Near Krakow is the former Nazi concentration camp of Auschwitz, which is now a museum commemorating the victims who perished in the gas chambers.
The city has 800,000 inhabitants, making it the third largest city in Poland. Including the suburbs, it has a population of 1.5 million.
Krakow is located in the south of Poland, at the base of the Carpathian Mountains that form the border with Slovakia. The city is situated on the Wisla river, the most important river of Poland, which meanders through the country, before flowing into the sea near Gdansk. On the Wawel hill near the city lies the citadel of Krakow.
The city is one of the country's most important economic centres. There is an extensive industry with iron and steel works, aluminum production, chemical products, machines and food products.
In addition, tourism plays an important role. Annually, Krakow receives over 7 million domestic and foreign visitors and that number is still rising. Traditionally, the city is also an important educational centre.
The city's international airport - Balice Airport - is located 12 kilometres to the west of the city. There are many connections to European capitals, including Amsterdam, and also to Chicago and New York. During the summer there are many chartered flights to destinations in North-Africa.
From the airport, Krakow can be reached in 20 minutes. Furthermore, there are two bus lines to the centre of the city (192 and 208).
The city's central station - Dworzec Glowny - is located just outside the old centre. There is a regular high-speed train to Warsaw (2 hours 45 minutes) and there are many international connections, for instance to Berlin, Frankfurt, Vienna and Prague. In the city itself, there are trams and buses. You can by a day ticket at newspaper stands. Make sure to stamp your card as soon as you get on board. The ticket has a validity of one hour after it is stamped. Week or month tickets do not need to be stamped.

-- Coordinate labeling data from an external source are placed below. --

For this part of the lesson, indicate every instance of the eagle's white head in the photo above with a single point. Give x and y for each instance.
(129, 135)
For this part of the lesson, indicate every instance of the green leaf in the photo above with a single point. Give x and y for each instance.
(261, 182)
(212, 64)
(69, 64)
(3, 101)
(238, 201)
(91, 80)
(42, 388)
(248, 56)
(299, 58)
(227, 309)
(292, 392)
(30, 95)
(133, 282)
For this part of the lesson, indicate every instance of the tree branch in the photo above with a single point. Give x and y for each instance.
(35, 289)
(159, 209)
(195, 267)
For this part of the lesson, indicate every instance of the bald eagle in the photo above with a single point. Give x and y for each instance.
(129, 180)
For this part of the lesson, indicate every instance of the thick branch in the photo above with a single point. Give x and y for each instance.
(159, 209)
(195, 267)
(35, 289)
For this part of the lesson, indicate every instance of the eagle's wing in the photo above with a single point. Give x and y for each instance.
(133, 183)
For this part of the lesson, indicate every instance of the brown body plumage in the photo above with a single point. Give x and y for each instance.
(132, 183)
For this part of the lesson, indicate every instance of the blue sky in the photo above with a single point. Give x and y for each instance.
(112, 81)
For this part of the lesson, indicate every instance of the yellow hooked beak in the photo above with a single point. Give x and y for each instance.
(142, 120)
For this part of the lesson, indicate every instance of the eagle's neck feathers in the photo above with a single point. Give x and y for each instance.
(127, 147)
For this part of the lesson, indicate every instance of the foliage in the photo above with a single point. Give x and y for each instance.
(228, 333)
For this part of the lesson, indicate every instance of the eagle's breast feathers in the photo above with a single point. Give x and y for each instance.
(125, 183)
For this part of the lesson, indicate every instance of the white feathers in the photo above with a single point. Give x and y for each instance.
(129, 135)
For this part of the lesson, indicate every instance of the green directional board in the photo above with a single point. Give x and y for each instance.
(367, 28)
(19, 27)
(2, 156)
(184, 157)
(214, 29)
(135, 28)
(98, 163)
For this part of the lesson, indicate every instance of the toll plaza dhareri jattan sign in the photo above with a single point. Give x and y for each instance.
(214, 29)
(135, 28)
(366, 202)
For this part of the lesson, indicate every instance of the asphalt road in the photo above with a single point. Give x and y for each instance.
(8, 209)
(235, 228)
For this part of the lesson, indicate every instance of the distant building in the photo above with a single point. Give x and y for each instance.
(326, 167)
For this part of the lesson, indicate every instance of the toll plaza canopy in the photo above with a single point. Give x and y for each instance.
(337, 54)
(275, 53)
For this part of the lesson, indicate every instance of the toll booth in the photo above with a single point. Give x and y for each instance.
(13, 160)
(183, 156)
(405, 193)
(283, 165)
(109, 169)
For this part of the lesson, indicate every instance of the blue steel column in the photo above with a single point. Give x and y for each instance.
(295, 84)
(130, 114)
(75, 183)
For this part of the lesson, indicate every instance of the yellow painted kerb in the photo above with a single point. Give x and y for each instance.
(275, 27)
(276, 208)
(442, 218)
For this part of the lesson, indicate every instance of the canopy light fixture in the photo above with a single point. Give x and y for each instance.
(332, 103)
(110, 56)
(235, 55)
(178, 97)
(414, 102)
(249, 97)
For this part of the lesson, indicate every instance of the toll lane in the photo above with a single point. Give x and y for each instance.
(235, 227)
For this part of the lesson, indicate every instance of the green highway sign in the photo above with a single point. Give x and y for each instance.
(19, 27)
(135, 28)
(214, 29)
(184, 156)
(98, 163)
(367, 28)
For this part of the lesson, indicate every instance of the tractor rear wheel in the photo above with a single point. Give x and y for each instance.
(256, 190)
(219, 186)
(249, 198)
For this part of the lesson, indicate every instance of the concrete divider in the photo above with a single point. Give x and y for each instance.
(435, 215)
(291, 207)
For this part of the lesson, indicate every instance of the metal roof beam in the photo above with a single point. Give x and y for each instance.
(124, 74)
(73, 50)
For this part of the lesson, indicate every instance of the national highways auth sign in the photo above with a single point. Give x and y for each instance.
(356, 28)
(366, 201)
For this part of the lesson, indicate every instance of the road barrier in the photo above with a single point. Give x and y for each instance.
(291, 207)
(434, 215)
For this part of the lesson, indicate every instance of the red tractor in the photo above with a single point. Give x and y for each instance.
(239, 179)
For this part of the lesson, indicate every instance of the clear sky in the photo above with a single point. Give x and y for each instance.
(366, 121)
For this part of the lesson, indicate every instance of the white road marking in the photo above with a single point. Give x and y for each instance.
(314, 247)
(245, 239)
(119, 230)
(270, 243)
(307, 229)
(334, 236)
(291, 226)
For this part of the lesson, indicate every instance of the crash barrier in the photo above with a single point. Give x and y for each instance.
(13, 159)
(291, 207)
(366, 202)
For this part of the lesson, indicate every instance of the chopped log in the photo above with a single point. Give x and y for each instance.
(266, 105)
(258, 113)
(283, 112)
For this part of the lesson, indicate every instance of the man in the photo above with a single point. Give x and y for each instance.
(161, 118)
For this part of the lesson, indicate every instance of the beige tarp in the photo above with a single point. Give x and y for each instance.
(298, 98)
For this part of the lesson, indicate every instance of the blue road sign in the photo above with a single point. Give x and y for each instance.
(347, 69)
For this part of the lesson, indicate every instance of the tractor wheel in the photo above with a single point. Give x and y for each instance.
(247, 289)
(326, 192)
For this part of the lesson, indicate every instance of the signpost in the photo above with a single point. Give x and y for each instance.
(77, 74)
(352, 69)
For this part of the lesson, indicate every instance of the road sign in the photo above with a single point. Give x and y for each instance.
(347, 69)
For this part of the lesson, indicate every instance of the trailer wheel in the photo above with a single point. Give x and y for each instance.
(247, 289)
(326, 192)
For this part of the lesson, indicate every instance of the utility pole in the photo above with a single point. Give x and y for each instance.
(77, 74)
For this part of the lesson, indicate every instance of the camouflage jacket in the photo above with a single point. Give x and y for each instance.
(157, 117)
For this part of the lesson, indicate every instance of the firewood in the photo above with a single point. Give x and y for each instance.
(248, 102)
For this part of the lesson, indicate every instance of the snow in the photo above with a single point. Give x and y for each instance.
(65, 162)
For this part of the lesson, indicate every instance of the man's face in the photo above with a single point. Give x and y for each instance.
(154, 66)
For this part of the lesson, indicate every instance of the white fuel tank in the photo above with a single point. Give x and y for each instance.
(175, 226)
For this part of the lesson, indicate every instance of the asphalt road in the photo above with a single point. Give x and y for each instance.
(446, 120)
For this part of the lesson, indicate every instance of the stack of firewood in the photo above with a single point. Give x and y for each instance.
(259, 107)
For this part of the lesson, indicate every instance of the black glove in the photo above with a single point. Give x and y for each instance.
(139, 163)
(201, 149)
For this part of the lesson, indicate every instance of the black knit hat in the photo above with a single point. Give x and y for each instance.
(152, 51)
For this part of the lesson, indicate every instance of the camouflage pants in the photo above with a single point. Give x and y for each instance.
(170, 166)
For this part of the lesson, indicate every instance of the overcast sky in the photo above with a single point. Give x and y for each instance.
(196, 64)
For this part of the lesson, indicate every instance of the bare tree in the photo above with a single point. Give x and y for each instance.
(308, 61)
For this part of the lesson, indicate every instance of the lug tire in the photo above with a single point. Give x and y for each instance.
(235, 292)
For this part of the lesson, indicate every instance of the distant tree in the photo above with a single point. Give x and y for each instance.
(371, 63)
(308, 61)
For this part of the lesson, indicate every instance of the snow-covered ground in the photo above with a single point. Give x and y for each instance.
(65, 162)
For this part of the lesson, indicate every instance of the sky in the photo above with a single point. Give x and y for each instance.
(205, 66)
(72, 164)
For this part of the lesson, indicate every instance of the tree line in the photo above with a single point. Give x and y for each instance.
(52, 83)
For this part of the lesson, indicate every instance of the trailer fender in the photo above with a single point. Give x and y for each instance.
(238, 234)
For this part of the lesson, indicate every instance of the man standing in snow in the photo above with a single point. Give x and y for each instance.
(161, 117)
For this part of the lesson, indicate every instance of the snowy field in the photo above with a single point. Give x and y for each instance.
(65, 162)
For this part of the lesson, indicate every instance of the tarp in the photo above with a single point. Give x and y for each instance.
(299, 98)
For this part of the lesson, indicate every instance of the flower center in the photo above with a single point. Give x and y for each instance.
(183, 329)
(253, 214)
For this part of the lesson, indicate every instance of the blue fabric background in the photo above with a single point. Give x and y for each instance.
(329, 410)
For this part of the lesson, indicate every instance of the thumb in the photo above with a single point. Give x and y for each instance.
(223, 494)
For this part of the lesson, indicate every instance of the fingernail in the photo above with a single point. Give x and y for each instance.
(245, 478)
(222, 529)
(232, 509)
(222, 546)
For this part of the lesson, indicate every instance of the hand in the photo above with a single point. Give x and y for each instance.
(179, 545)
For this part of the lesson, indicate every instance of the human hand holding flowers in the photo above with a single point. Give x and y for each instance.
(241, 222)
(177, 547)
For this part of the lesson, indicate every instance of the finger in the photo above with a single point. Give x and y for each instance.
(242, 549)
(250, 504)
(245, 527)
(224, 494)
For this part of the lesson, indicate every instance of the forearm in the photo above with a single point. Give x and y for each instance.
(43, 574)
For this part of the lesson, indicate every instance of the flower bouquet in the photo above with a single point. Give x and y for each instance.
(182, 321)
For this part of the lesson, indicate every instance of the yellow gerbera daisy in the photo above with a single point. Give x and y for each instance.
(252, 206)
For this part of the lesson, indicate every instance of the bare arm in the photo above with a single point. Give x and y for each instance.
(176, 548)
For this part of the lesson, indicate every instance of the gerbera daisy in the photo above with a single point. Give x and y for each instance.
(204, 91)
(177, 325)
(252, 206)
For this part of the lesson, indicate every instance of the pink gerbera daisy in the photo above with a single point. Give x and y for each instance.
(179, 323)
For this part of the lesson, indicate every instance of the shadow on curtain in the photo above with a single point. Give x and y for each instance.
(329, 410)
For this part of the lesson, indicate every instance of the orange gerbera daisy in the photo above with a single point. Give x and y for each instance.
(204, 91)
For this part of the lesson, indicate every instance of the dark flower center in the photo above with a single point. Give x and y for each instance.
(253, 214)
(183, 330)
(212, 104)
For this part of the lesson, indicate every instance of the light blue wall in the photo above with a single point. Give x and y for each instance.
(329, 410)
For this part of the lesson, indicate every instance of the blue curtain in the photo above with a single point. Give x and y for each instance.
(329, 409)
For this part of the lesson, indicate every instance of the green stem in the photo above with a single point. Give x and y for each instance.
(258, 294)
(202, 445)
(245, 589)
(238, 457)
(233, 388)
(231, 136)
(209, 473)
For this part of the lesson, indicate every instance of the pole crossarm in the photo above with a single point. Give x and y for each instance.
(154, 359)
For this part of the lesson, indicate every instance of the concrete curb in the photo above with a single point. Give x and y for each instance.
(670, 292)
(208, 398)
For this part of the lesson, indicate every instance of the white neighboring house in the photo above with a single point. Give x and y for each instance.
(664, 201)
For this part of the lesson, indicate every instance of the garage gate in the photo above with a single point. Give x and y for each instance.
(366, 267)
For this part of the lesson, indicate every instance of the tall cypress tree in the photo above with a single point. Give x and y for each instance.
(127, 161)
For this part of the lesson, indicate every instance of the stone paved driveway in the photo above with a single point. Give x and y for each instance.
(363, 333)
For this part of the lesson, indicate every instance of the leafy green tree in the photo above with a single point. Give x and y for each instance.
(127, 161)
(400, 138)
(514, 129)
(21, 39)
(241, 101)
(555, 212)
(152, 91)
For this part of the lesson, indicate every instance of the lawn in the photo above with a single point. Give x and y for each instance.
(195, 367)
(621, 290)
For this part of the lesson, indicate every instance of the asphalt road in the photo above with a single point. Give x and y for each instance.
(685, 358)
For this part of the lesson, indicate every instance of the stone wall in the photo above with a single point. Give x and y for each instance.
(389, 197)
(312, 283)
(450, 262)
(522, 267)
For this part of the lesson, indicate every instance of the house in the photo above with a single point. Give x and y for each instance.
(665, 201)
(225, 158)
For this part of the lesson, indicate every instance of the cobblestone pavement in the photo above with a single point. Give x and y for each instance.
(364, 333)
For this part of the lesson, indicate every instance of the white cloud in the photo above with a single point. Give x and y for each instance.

Krakow is easy to reach: from the west (Wroclaw) via the A4 and from the north (Warsaw) via the A1.
The old city centre is largely car free. You can park your car in one of the guarded car parks. Close to the centre there are two of those car parks: on the plac Szczepanski and the plac swietego Ducha.
The construction and maintenance of roads in Poland have not matched the explosive growth in the number of cars. Although enormous efforts are being made to improve the country's road network, if will probably take years before they will reach the level people in the West are used to.
Like the number of cars, the number of tourists has also grown dramatically. There is a reasonable choice when it comes to mid-class hotels, but you are unlikely to find luxury hotels near the old city. There are many cheap accommodation, but avoid the hotels in the Nowa Huta area, which in the past served as accommodation for temporary workers in industry. In addition, there are many bed & breakfast accommodation and apartments available. Make sure you rent these only through an official agent!